No mês passado, pais de púberes de uma escola particular em São Paulo pediram para trocar a versão de um livro recomendado aos alunos. Tratava-se de O Diário de Anne Frank. Queriam a volta da edição antiga, sem alguns trechos em que ela falava de sexualidade. Esses pais querem poupar seus filhos de precoces informações sobre sexo. Se a intenção é boa, o resultado é uma tolice: revela profunda desconexão com a realidade dessa geração.
O Diário de Anne Frank é um livro para todos. Melhor ser lido na juventude, porque o leitor depara com um igual na percepção de um mundo cruel e incompreensível, mas os adultos tampouco saem de mãos vazias, afinal, um dia sentiram o mesmo. A autora narra sua vida confinada num esconderijo para escapar da perseguição nazista. Não teve final feliz, ela morreu em Bergen-Belsen, campo de concentração na Alemanha. Porém seu diário foi encontrado e publicado por seu pai, o único dos oito habitantes daquele refúgio que sobreviveu.

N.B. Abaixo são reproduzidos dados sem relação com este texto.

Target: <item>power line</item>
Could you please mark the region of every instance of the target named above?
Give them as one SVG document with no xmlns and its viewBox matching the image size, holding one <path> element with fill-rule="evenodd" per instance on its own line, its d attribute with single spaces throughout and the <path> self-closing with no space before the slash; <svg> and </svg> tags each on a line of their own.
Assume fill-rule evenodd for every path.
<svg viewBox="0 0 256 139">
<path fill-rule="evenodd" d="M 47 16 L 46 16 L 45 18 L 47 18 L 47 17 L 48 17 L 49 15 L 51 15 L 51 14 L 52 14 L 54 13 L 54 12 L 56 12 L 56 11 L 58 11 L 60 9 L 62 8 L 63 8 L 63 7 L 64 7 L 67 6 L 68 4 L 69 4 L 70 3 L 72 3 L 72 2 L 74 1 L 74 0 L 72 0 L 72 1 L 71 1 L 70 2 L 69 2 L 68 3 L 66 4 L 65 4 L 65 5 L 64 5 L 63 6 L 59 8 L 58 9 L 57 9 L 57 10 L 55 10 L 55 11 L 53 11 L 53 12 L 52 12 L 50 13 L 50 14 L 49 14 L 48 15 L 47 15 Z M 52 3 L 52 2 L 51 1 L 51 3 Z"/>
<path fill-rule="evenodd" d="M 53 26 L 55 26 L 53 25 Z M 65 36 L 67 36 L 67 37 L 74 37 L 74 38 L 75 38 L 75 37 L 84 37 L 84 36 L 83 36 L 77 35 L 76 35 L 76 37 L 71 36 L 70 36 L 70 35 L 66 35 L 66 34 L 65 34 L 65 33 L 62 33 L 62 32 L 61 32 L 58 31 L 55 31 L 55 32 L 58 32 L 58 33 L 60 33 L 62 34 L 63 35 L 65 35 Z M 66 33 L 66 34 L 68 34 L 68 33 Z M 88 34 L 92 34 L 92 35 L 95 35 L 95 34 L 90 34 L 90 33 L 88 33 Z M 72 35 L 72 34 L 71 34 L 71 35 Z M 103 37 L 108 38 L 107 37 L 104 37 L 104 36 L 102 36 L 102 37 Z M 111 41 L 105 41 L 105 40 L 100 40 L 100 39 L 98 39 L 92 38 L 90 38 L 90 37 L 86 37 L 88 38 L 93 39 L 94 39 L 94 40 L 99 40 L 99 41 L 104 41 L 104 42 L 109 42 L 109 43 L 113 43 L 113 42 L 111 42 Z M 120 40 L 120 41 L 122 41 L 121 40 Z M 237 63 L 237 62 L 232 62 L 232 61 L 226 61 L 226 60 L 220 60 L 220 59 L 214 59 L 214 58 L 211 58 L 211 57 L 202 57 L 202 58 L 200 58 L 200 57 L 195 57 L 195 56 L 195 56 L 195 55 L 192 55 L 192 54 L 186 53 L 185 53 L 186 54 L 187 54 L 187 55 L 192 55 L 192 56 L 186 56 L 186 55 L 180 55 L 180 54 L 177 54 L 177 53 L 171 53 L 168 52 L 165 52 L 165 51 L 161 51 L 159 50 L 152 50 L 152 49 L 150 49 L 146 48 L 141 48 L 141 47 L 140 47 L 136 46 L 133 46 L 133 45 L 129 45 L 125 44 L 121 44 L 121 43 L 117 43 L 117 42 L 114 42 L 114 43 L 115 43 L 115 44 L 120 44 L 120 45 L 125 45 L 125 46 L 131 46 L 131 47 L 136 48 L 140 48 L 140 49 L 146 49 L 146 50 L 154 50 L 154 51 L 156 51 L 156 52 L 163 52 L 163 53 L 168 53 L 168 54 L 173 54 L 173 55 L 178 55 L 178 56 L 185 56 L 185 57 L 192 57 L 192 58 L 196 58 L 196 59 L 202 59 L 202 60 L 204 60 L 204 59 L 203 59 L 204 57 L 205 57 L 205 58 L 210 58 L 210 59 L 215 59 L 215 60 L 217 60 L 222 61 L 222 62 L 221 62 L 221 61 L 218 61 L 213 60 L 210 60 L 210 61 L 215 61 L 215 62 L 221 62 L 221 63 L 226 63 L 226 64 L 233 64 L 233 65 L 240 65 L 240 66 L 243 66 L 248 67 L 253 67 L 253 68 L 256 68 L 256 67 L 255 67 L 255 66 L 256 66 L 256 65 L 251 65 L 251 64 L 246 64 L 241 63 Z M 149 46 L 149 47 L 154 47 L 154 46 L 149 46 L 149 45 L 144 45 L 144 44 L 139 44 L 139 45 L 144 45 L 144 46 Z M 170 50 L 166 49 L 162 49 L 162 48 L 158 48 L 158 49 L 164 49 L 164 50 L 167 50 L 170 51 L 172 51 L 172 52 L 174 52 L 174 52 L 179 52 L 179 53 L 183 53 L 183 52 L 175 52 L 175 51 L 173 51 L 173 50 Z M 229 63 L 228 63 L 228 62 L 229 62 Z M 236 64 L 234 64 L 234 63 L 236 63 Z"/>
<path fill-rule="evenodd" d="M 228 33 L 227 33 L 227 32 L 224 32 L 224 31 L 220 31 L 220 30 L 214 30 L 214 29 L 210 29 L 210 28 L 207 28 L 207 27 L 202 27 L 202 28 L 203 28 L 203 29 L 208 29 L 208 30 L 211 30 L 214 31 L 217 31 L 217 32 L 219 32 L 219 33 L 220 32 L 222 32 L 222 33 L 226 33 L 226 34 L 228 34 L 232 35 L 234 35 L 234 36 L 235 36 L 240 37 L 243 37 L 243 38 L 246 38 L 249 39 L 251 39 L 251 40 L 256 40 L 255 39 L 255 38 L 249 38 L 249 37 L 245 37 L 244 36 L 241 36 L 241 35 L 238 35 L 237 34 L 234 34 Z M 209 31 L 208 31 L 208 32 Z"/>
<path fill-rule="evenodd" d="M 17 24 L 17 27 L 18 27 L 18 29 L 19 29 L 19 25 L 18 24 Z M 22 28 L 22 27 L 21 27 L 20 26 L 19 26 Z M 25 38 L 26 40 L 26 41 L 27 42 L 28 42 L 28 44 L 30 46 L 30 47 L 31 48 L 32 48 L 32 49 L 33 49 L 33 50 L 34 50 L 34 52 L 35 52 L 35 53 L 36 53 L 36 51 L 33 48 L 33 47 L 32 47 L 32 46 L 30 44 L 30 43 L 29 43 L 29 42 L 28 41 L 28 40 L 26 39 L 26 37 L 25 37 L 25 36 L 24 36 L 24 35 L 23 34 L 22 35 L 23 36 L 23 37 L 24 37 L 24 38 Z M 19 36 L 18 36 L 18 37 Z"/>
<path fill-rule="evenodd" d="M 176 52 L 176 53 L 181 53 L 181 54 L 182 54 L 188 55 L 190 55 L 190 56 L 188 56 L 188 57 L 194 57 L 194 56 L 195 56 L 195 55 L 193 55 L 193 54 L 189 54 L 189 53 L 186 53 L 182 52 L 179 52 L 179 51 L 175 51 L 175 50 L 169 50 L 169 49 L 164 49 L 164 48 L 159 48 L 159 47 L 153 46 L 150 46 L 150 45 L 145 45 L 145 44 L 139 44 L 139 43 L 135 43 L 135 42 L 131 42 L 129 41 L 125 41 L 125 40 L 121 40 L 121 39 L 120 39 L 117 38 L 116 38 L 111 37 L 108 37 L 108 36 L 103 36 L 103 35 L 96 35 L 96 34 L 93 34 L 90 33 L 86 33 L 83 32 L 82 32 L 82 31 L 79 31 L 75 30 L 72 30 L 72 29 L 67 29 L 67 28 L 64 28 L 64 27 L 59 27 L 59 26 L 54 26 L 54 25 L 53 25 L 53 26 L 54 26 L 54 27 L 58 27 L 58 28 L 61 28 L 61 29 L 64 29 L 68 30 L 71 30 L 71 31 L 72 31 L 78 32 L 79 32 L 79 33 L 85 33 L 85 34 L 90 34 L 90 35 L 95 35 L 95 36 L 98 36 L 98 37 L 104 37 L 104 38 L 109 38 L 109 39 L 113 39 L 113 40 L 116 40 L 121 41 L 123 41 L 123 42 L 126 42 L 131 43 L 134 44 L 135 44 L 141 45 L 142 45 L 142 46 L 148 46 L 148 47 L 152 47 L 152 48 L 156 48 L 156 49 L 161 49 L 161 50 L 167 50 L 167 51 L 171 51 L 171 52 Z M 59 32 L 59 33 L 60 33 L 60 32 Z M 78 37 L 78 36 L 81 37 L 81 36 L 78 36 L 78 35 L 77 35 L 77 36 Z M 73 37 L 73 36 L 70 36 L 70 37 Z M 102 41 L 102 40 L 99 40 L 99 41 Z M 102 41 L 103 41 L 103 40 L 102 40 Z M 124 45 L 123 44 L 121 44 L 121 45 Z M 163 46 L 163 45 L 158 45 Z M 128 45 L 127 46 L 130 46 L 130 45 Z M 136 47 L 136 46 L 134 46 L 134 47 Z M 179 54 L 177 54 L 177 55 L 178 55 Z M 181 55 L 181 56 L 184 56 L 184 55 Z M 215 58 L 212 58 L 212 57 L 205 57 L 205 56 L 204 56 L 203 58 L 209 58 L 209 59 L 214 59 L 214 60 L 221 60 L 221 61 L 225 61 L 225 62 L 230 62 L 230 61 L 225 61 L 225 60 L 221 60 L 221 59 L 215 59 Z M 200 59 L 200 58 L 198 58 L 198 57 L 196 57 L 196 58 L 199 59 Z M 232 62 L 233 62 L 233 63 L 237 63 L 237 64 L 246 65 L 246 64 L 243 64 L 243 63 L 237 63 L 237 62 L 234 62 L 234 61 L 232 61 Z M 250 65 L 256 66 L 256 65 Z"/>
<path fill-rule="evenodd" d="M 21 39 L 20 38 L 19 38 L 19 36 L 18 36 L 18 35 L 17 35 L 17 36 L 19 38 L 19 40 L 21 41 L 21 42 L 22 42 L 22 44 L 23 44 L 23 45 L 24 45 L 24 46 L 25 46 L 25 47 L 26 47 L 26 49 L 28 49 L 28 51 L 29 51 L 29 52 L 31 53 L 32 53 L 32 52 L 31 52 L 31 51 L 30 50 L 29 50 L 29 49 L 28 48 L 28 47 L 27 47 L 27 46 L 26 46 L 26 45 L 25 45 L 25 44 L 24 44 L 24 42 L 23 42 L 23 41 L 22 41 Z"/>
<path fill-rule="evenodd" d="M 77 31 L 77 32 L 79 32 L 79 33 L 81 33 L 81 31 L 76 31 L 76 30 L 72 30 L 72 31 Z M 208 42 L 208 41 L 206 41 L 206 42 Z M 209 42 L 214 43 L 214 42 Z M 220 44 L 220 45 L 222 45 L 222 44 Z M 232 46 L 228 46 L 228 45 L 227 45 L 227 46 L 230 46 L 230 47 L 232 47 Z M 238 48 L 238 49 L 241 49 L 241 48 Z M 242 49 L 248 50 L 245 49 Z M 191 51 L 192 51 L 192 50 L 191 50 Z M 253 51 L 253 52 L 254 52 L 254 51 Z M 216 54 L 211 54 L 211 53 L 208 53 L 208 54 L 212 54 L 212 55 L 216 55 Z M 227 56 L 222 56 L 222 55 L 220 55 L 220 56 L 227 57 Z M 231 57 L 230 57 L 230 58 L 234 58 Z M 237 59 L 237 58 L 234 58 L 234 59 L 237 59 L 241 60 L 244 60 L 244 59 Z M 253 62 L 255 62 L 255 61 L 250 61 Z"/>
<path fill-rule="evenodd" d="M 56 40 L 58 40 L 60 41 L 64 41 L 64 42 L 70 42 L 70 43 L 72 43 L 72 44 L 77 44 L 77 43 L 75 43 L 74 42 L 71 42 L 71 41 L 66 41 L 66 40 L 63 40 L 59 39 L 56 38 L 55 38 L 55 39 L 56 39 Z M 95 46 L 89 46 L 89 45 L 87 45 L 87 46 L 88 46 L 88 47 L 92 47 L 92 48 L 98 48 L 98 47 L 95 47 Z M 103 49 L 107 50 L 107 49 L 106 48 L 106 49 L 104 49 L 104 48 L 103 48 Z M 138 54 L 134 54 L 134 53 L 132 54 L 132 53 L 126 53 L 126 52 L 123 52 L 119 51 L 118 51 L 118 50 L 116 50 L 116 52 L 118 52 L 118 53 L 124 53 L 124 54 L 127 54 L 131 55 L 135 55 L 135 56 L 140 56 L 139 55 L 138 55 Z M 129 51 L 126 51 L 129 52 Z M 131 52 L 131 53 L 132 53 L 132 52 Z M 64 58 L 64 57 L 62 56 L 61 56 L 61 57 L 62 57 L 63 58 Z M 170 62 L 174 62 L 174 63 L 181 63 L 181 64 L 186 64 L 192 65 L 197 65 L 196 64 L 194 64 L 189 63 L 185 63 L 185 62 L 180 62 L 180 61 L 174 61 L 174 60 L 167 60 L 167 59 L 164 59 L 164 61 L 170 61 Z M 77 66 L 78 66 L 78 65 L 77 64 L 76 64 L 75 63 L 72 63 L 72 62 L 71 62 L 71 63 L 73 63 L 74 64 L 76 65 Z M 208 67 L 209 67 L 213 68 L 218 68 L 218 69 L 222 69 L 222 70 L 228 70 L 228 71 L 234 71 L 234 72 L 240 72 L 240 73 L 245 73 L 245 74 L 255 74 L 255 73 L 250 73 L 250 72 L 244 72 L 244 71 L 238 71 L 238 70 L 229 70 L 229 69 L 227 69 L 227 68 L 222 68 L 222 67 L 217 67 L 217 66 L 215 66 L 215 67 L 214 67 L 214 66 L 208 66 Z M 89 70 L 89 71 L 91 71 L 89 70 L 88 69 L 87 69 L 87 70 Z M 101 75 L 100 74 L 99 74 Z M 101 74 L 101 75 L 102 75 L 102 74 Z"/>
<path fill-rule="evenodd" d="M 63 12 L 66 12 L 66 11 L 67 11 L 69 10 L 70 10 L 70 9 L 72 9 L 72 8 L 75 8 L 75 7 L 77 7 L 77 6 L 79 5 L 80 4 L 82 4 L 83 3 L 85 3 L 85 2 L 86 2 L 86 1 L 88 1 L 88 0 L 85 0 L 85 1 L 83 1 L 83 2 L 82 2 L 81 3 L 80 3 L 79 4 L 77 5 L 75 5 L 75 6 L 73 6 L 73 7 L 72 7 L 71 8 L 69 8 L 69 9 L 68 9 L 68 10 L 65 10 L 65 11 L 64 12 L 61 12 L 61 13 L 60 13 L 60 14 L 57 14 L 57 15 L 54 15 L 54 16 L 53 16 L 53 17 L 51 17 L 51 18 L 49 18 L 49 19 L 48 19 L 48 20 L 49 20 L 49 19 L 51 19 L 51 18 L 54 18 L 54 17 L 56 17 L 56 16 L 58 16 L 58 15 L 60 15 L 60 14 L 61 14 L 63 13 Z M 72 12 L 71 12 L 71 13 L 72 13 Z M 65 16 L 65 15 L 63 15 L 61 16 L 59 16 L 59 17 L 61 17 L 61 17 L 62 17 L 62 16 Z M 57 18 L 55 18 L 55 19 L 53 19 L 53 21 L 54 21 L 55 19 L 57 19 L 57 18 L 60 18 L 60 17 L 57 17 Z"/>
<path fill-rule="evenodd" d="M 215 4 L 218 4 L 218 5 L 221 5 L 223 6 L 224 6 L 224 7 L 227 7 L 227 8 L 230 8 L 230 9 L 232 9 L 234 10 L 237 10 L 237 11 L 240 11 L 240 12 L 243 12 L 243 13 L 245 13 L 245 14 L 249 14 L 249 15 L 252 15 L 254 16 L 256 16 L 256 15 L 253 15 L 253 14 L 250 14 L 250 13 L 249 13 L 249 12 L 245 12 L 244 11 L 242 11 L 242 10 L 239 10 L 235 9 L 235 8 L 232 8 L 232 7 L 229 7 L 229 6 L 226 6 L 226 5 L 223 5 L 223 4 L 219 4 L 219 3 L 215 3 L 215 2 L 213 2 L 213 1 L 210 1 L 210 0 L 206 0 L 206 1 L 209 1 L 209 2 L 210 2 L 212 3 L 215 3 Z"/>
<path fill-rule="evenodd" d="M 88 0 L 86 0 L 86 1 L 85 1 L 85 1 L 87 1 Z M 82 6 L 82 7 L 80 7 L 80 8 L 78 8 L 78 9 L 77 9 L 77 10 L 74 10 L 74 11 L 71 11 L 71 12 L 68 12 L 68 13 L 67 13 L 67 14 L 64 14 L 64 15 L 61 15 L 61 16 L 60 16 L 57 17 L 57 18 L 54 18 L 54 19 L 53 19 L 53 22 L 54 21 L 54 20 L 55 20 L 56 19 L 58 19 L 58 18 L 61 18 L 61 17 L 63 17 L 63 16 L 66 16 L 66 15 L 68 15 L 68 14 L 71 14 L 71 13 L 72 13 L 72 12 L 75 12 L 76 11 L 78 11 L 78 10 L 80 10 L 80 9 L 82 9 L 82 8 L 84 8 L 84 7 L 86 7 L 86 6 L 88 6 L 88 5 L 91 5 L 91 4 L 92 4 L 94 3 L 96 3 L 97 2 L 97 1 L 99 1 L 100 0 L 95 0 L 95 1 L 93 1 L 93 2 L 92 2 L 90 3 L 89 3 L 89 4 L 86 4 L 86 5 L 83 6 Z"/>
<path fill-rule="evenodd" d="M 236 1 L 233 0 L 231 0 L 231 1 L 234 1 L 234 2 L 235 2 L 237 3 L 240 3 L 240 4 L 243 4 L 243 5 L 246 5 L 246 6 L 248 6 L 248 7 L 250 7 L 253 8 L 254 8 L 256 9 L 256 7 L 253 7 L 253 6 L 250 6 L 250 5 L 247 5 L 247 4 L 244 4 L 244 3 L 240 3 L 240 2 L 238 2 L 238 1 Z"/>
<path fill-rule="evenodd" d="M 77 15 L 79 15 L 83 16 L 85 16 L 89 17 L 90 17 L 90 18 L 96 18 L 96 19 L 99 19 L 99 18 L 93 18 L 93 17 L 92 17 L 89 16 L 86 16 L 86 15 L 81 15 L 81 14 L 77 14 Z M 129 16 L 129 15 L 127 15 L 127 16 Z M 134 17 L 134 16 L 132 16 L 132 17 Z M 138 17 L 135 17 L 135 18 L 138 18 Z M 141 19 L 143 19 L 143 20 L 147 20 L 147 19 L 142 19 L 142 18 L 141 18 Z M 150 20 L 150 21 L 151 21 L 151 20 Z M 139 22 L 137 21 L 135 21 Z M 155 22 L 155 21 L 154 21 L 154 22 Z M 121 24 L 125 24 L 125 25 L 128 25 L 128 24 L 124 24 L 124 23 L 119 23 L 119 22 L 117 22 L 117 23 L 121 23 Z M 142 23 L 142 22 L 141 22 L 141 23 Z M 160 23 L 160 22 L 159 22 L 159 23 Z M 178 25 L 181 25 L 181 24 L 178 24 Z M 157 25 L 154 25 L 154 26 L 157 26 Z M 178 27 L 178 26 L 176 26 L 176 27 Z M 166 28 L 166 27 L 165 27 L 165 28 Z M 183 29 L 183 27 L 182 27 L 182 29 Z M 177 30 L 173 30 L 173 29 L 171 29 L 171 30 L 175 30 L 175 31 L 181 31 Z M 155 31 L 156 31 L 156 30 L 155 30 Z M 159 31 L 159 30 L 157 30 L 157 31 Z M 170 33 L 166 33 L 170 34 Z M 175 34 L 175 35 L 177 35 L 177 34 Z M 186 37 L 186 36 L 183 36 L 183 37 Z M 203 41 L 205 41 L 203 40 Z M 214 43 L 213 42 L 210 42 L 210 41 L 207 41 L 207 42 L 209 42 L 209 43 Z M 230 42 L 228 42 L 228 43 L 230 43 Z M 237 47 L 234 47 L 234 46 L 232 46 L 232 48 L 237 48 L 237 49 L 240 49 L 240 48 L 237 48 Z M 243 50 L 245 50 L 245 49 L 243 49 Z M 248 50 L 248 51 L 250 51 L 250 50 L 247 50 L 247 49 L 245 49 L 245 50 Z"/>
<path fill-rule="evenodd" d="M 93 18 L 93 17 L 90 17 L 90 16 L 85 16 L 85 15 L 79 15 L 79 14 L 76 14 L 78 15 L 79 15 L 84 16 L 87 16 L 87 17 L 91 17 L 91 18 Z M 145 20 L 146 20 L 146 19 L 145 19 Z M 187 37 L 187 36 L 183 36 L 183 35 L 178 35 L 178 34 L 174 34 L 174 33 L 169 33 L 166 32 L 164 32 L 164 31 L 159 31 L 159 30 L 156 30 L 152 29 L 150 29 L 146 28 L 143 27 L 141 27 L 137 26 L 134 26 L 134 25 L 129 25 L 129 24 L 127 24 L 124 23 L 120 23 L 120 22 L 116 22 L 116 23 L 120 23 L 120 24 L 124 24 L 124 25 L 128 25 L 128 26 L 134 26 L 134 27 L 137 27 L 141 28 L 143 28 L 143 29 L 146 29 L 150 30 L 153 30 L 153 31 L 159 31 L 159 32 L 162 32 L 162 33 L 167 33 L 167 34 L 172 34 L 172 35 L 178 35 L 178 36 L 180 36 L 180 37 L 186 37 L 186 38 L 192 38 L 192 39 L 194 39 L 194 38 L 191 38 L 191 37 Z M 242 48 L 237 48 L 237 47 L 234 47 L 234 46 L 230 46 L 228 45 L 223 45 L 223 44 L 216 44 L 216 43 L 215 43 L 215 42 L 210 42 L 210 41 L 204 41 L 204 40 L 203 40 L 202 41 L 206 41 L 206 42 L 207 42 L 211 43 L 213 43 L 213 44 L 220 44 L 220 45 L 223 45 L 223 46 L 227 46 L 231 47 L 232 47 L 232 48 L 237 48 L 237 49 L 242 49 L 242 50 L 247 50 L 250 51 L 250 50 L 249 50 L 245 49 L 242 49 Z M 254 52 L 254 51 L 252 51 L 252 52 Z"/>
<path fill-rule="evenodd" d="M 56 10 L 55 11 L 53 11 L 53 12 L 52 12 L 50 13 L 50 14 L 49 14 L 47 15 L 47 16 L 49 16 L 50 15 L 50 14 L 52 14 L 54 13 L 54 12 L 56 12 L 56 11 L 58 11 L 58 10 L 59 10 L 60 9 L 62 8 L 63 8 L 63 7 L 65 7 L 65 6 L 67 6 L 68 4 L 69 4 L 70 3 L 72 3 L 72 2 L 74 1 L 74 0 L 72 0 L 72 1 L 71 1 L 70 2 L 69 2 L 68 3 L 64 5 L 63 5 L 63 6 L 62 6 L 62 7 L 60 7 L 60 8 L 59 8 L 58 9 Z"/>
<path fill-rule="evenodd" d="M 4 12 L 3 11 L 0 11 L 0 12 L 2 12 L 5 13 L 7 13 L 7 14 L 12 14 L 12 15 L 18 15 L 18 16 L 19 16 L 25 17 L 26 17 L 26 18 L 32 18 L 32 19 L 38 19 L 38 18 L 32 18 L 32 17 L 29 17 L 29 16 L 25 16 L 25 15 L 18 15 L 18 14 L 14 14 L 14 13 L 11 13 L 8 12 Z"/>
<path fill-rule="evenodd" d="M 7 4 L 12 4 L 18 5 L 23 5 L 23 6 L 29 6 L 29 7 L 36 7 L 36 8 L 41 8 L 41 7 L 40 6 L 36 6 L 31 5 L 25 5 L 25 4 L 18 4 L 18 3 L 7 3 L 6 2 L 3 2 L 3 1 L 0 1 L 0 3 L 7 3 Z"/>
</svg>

As referências à sexualidade são um detalhe do livro e revelam o que qualquer menina dessa idade tem na cabeça. Sinceramente, se for para ter um encontro com ideias sobre a sexualidade, as deste livro são o que de melhor poderia acontecer aos jovens curiosos pelo tema. A realidade é bem outra. Hoje a internet conecta qualquer um a conteúdo sexual peso-pesado com três toques de tela. E, como somos uma sociedade que ainda trata sexo como tabu, o conteúdo de fato disponível é a pornografia. Preocupar-se com livros chega a ser cômico.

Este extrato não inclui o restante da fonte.